Li abbiamo aspettati tantissimo. Ora probabilmente non siamo nemmeno più in grado di crederci a un loro buon cd. I Queensrÿche, a più di vent’anni di distanza dal loro ultimo album di livello, riescono invece nell’impresa impossibile di rialzare davvero la testa.
Come? Con una convinzione assolutamente percepibile all’interno delle tracce di “Condition Human”, quattordicesimo (o giù di lì, dipende come considerate il primo solista di Tate di due anni fa) disco di una delle migliori heavy metal band degli Ottanta (e anche dei primi Novanta). Niente di clamoroso intendiamoci, ma trovarsi ad ascoltare una manciata di pezzi in cui l’impatto, le linee melodiche e il CANTATO sono proprio quelli che vogliamo da loro, era tutt’altro che cosa scontata.
I primi brani sono quanto di più ottantiano possibile (chi non diventa matto sull’opener e relativo ritornello è un poser). I chorus, le melodie e le atmosfere che si respirano nelle canzoni trainate dall’assurda ugola di La Torre faranno spesso inumidire gli occhi ai nostalgici. Il vero limite (oltre a un’inascoltabile “Just Us” ma vabbè), è che questo lavoro sarebbe dovuto uscire almeno a inizio anni Duemila, per lasciare intatta quell’aura di intoccabilità che, dopo “Promised Land” (1994) è andata progressivamente scomparendo release dopo release.

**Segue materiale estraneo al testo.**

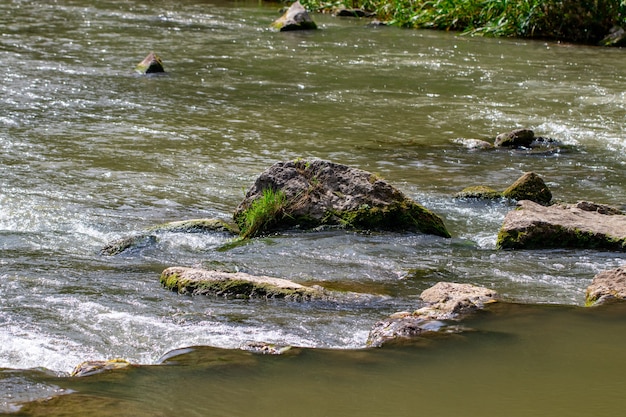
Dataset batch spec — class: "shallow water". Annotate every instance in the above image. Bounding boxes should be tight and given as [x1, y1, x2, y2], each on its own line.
[0, 0, 626, 415]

La speranza tuttavia è l’ultima a morire. Le partiture chitarristiche e la voglia di suonare che sprigionano tutt’oggi i magnifici vecchietti Wilton-Rockenfeld-Jackson, sono un viatico eccellente fino al prossimo giro. Per ora aspettiamo i ritrovati ‘ryche dal vivo, luogo dove hanno già dimostrato di dominare ancora alla grande.